Upon hearing her stories and having spent time with Angela, I found that beneath the oversized hoody and ink-stained knuckles, she is the most genuine, heroic, altruistic, talented, humorous, but broken individual that I have ever met. Regardless of the way I view her, Angela possesses the self-perception of worthlessness. When she walks through town, she faces an unfair sentence from those community members who can’t see beyond the color of their skin and her trauma-filled past. Their crime is that they feed the negative emotions Angela already has about herself, and deny themselves from seeing the beauty and vulnerability that lies beneath.  

Across our nation there are people just like Angela who suffer from unjust condemnation. This knowledge buries itself deep within the marrow of my bones and encourages me to put aside my trivial frustrations and place Angela atop my priority list. In my own simplistic way, I reiterate my personal motto and call for action as suggested in Loeffelholz’s article. I encourage every patron who walks through the threshold of my library not to judge others based on the clothes on their back, and to take into consideration a person’s experiences before formulating a concrete opinion. My meager attempts to help this young lady reaches far beyond her benefit. Without Angela, I would continue to judge people before ever having known them.
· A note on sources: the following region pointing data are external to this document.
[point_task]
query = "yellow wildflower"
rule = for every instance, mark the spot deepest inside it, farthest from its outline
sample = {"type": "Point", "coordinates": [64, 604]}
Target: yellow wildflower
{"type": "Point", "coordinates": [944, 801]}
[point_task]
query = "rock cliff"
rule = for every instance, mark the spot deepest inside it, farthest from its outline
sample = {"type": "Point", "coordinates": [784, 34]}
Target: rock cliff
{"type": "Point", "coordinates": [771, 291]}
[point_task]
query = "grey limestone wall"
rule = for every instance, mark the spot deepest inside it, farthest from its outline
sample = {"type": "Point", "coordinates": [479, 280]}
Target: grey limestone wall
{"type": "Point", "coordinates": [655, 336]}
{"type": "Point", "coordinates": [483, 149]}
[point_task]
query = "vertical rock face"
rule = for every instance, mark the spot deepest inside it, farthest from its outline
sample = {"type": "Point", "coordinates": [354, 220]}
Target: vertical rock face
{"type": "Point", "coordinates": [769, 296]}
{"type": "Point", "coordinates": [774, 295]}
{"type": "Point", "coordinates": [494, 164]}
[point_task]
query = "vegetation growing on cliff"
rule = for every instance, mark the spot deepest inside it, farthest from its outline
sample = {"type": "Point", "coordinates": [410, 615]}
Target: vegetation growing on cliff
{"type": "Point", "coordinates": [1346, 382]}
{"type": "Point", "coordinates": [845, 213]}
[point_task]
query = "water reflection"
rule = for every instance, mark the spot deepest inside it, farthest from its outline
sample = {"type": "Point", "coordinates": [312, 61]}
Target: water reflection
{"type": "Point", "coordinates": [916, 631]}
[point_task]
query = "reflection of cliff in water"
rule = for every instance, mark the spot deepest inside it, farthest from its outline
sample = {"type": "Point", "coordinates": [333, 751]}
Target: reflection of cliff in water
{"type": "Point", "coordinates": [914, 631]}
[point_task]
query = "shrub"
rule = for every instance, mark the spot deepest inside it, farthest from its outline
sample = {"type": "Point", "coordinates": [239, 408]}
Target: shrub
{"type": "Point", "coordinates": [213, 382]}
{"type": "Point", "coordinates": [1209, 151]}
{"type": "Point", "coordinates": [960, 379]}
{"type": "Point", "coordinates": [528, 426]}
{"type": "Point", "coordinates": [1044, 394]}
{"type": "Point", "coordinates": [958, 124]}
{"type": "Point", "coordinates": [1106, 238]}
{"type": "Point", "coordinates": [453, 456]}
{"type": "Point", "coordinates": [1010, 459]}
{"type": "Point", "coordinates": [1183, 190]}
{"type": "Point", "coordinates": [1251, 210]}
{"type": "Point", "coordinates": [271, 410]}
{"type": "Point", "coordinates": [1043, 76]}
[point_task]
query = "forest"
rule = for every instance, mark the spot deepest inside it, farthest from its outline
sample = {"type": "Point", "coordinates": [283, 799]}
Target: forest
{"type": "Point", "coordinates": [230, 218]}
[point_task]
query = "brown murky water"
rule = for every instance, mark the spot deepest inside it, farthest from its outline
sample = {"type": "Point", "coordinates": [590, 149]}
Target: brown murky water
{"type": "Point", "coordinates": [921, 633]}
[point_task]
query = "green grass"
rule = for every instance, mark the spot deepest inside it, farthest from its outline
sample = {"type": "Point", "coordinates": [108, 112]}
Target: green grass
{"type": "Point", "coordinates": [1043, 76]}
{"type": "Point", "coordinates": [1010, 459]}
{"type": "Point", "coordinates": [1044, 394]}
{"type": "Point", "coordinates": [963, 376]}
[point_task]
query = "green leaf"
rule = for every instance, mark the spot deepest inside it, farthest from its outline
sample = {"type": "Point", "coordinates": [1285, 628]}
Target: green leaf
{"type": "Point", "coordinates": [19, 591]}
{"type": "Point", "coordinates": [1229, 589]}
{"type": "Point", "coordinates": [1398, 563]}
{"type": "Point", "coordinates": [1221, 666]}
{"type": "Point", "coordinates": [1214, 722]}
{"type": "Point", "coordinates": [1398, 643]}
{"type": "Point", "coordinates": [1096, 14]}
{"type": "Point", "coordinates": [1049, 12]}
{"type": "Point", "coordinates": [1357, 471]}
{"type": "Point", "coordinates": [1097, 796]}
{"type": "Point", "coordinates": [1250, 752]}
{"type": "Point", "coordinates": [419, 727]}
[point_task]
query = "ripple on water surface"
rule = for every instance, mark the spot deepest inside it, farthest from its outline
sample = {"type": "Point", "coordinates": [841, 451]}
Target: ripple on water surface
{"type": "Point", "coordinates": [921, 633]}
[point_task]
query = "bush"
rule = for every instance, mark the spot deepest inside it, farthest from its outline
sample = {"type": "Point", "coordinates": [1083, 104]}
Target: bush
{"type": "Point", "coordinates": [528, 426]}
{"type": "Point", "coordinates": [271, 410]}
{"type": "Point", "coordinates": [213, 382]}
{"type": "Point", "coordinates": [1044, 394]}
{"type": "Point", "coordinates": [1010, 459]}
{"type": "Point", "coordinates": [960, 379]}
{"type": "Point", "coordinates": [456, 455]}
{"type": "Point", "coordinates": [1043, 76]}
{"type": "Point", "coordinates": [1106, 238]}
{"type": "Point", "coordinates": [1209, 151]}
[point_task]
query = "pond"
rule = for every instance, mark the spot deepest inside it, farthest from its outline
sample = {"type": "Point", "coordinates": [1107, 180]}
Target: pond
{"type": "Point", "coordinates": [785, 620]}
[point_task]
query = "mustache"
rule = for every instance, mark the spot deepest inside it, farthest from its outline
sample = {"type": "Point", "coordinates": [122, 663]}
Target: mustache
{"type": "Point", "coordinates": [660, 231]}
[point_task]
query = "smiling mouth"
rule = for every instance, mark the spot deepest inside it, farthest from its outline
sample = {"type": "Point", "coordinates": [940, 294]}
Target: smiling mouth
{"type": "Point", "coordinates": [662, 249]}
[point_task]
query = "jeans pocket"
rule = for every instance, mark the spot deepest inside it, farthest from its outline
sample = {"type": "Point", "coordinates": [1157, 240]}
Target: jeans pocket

On the surface, Angela seems like the same shattered girl who once lived on the streets of a concrete city. Yet her aspiration for life has blossomed and exposes itself in her words. Instead of creating raps that spew the voice of hurt and hatred, Angela now sings the song of hope and gratitude. I can only imagine how many lives would be saved if others were to open their arms to the brokenhearted. Small acts of kindness like a “Hi, how are you?” check-in, or offering a ride to school. Had the roles been reversed, they, too, no doubt would crumble beneath the pressure of judgement.